We report here for the first time a fabrication of betavoltaic battery prototype consisting of 200 single conversion cells based on Schottky barrier diamond diodes which have been vertically stacked with ~24% 63Ni radioactive isotope. The maximum electrical output power of about 0.93 μW was obtained in total volume of 5 × 5 × 3.5 mm3. We used the ion-beam assisted lift-off technique to obtain conversion cells of minimal thickness comparable with the characteristic penetration length of beta-particles emitted by 63Ni isotope. The obtained value of 15 μm was limited by the mechanical strength of produced structures and process reliability.
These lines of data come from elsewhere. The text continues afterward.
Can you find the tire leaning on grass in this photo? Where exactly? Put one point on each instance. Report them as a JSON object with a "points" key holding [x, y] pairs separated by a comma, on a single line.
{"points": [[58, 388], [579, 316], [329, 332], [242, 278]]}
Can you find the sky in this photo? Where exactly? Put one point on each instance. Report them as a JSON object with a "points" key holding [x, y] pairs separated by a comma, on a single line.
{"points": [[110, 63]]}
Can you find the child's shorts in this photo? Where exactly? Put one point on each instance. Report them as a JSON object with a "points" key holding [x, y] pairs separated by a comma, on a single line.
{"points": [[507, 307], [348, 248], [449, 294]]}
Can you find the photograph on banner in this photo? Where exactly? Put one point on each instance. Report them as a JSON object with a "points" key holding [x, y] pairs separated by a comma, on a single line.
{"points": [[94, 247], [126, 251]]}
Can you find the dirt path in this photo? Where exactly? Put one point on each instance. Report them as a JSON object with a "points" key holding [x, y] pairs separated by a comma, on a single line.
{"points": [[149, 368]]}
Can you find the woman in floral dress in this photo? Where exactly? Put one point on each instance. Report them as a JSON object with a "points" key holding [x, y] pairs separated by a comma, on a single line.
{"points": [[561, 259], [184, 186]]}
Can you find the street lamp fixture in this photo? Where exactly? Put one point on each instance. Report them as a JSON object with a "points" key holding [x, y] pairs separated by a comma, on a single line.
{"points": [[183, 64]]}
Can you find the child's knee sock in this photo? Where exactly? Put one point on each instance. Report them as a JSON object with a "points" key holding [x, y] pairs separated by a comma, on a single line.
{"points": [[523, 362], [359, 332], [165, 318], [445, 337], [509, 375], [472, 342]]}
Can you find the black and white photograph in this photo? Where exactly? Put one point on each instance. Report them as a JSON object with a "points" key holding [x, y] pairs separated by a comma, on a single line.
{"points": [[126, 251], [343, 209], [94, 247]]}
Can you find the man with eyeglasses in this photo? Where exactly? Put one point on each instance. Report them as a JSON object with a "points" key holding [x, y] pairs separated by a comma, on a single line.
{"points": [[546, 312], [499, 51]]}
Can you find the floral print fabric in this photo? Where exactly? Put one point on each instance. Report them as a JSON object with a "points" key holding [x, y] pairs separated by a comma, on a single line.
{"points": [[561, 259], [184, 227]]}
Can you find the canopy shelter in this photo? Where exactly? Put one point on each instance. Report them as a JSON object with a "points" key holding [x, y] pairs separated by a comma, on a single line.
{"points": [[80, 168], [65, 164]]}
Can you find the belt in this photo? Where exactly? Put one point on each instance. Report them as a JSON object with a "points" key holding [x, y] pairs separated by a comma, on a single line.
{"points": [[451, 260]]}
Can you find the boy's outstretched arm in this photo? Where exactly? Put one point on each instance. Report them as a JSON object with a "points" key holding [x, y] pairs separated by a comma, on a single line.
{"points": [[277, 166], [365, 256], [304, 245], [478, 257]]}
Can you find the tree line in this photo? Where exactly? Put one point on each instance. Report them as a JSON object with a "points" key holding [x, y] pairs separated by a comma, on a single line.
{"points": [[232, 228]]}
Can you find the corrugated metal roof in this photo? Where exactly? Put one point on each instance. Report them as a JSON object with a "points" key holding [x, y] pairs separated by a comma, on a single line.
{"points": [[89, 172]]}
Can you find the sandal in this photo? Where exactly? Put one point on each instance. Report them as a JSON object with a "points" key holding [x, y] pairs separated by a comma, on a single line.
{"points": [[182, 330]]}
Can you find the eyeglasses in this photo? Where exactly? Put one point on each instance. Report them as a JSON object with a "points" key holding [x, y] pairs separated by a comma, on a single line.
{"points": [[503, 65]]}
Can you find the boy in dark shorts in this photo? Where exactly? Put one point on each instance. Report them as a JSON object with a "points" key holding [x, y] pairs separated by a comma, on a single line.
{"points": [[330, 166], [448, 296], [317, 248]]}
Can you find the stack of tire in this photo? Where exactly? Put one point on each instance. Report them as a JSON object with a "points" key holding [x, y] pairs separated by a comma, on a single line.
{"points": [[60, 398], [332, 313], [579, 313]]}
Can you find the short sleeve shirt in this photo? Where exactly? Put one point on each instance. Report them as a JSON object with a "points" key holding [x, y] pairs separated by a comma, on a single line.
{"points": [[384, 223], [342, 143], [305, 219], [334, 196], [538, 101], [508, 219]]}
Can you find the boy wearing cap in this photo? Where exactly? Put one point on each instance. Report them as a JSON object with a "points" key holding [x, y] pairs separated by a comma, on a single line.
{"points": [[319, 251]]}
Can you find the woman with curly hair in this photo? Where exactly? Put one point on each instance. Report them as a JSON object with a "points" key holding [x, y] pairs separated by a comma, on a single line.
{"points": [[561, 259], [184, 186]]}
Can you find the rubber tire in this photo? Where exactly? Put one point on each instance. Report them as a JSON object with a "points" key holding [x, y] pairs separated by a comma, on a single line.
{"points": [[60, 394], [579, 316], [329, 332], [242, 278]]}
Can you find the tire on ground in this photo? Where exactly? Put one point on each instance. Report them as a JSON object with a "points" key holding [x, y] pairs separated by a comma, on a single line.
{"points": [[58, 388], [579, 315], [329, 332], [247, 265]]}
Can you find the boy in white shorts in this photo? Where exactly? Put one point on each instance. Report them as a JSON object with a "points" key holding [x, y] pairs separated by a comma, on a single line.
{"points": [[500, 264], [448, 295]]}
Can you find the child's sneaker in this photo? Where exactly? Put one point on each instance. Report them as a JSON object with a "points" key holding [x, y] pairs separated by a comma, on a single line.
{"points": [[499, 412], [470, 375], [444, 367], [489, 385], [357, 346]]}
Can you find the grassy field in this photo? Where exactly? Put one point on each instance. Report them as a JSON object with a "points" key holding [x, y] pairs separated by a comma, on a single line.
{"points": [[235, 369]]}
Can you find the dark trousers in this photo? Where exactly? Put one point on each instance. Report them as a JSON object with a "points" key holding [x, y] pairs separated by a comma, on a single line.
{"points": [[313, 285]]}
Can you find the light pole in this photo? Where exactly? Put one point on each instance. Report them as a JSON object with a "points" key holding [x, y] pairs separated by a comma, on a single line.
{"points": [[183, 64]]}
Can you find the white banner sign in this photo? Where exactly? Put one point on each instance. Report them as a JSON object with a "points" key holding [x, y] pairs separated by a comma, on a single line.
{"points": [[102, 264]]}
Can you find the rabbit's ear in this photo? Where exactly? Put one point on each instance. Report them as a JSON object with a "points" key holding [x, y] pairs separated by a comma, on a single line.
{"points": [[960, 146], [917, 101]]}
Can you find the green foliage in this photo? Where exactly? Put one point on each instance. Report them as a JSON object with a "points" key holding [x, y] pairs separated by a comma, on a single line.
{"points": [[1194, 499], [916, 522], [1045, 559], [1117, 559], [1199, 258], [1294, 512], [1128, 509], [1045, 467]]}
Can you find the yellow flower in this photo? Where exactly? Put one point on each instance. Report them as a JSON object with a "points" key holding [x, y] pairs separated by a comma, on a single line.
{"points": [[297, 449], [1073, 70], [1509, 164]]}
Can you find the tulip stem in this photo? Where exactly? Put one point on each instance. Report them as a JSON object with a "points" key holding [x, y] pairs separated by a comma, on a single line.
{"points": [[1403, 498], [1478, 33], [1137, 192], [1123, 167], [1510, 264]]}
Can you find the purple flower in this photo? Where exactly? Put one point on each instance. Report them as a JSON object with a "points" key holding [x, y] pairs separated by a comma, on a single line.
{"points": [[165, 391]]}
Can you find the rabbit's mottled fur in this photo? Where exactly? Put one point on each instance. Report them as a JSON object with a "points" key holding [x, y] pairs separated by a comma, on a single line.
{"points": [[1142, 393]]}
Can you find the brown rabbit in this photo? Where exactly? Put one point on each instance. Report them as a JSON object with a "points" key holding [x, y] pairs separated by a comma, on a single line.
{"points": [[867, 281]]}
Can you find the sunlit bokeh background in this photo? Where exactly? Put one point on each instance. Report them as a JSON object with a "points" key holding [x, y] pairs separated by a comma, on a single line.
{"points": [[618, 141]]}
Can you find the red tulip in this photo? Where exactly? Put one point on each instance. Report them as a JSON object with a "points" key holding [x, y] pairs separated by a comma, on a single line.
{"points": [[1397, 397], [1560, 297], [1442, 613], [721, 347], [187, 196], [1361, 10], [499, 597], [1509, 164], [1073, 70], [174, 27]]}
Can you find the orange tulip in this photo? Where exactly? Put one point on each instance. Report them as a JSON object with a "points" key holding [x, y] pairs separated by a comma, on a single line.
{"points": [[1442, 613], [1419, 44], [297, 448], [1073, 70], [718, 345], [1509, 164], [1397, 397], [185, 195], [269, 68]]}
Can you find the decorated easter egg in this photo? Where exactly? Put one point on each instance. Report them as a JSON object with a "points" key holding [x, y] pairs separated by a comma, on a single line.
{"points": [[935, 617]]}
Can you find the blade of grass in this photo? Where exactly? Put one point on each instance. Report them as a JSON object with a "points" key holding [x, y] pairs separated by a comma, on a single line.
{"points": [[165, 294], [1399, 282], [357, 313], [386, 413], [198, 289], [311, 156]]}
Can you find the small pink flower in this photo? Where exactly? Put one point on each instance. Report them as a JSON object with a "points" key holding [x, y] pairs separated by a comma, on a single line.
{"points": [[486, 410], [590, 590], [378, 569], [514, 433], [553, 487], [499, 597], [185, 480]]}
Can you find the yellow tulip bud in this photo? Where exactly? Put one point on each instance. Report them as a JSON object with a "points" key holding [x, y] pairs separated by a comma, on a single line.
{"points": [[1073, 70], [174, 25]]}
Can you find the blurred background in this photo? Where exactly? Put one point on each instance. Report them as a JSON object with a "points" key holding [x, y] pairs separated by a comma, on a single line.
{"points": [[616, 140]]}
To check the performance of thin diamond based conversion cells we carried out IV-curves measurements at electron beam irradiation in SEM. We found that the sacrificial layer for the splitting of such thin conversion cell from HPHT diamond substrate did not cause a considerable degradation of device charge collection efficiency. As a result, the fabricated prototype provided the output power density of about 10 μW/cm3, that is the best known value for nuclear batteries based on 63Ni radioisotope. Moreover, the long half-life of 63Ni isotope gives the battery specific energy of about 3300 mWh/g that is an order of magnitude higher than the typical value of commercial chemical cells.